Provide direct links within the calendar
The calendar is implemented as a Google calendar, pulled in to the website as a feed. That restricts the entries to have only plain text titles and descriptions. However, an advantage is that you can all subscribe to this feed.
Changing the calendar method is a relatively major change, and so I won’t be doing it in the middle of the course.
From the results of a poll, it looks like only a minority of people subscribed to the calendar feed. So, in future, I could implement the course calendar differently, which will allow me to include clickable links into the course content.
Automatic notification of changes on the website
Currently, you can receive notifications of forum posts and replies (not only to your own posts), simply by subscribing to each top-level forum that you’re interested in (e.g., http://www.speech.zone/forums/forum/readings ).
Notifications of other changes are not currently available, I’m afraid.
Provide a hub page for the course
The intention is that the left menu (when viewed on a computer, or in landscape mode on an iPad) shows you the complete course structure, with colour used to highlight where you currently are.
I may use a poll later to ask what other functionality would be helpful. For example, a “mark as completed” facility for logged-in users, or “show me what to do next”. These would probably need custom coding in WordPress, which I can do but would take time.

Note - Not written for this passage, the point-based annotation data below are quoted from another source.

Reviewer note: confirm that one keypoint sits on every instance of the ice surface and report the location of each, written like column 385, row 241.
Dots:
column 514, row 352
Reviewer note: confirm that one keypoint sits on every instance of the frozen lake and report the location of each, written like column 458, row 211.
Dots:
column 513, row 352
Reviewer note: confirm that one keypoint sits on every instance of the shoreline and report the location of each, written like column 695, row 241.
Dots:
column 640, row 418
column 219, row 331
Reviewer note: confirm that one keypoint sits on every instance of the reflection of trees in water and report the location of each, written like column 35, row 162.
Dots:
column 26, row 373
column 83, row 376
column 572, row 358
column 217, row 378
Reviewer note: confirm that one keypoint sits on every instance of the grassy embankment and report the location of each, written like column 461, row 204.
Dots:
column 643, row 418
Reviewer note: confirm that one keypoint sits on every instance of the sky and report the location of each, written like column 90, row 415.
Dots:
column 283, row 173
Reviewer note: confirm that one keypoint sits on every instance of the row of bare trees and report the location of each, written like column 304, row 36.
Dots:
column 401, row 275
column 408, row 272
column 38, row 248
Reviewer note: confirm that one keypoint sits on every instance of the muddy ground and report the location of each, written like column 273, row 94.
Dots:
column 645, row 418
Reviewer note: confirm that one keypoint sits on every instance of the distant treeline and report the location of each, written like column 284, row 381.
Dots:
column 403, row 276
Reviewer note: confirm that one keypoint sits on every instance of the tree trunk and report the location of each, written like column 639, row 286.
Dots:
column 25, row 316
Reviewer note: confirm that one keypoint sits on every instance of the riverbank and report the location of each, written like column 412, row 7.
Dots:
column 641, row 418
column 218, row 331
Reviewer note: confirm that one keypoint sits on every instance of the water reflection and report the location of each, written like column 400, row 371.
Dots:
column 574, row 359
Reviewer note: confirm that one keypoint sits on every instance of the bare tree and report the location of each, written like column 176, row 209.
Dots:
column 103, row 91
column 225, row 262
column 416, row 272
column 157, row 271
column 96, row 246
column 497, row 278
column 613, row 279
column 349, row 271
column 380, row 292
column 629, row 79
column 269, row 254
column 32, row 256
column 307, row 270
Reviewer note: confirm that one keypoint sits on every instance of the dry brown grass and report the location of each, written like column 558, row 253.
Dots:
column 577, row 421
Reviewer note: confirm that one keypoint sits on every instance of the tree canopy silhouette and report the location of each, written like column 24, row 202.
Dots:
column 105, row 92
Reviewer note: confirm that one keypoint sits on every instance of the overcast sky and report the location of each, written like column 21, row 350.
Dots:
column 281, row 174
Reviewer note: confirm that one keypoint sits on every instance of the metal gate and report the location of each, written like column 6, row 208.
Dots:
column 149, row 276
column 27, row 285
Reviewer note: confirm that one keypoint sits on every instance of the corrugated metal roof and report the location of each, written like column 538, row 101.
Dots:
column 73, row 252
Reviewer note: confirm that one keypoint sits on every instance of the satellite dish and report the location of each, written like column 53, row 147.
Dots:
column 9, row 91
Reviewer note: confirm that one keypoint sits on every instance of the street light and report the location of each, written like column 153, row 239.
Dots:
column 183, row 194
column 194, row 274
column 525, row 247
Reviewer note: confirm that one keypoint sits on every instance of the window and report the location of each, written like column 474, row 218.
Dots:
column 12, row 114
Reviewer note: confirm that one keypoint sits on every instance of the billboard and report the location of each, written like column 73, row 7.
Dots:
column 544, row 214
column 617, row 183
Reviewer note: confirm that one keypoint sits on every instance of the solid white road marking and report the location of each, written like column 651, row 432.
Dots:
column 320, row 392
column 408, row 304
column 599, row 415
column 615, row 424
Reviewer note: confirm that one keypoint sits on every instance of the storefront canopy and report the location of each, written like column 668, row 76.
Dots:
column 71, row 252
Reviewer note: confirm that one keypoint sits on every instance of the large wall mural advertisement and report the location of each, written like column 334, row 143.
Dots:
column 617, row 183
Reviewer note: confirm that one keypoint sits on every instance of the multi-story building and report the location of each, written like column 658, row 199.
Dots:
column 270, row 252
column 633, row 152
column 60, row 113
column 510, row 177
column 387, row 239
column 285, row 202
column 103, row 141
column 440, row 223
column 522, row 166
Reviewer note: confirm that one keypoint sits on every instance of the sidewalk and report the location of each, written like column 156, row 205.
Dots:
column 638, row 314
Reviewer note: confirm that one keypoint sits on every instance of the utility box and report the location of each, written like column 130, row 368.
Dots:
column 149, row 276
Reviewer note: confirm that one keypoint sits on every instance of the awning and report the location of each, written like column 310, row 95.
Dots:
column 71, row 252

Some videos don’t capture everything on the screen
Yes, unfortunately some of the lectures were captured using an older university system which didn’t always correctly switch between inputs. Also, I used to teach with a dual screen setup – this was nice in a live situation, but not helpful for lecture recording.
If you use the forum to flag video clips which are hard to follow for this reason, then I will prioritise those for improvement (within this semester).
Place the readings above the videos on each page
I’ve now started interleaving the readings and videos in a suggested order, rather than always having a video first, and readings afterwards.
But … see the previous post about being an active learner: you can find your own route through the material.
Videos sometime seem a little disjointed
Yes, that’s to be expected if you watch the videos passively; you will not get the most out of this course this way.
The course comprises videos, readings, blog posts, forums and lab exercises, plus of course the lectures. Part of your job as active learners is to integrate the information across these multiple modes of delivery.
I am hoping that asking you to find some of the connections for yourself encourages this active behaviour, and ultimately you’ll arrive at a deeper understanding of the material.
The flipped approach makes learning more effective, and hopefully more engaging and fun, but it does rely on you putting in this little extra effort.
Ongoing feedback about this aspect of the course is particularly welcome.
I agree that some sequences of videos, which are currently created from edited recorded lectures, do have gaps and discontinuities. I may poll you later in the semester about whether custom-made videos (as in some blog posts) would be better.
Reading lists for each lecture
(in addition to the readings specified per topic / per video)
Done! Find them within each course.
Video speed control
Already answered on the forums.
PDF of the lecture slides
This is already done and was announced at the start of the course. You need to get them from Learn, because I don’t want to make them freely available on this site.
Glossary of technical terms
That’s a great idea, and I will implement it. I want to do it properly though, so it’s going to take some time.
In the meantime, simply post your requests for definitions in this forum topic and I will provide them “on demand”.
The lab tutor(s) just read out the instruction sheet
I have given them more training and they will no longer do this. In fact, they will assume you have already read the instruction sheet all the way through before coming to the lab session.
I don’t like TopHat questions
I’m afraid you are in a minority. In an instant poll, 76% of students wanted me to use TopHat.
I’ll continue using them, but only a few per lecture.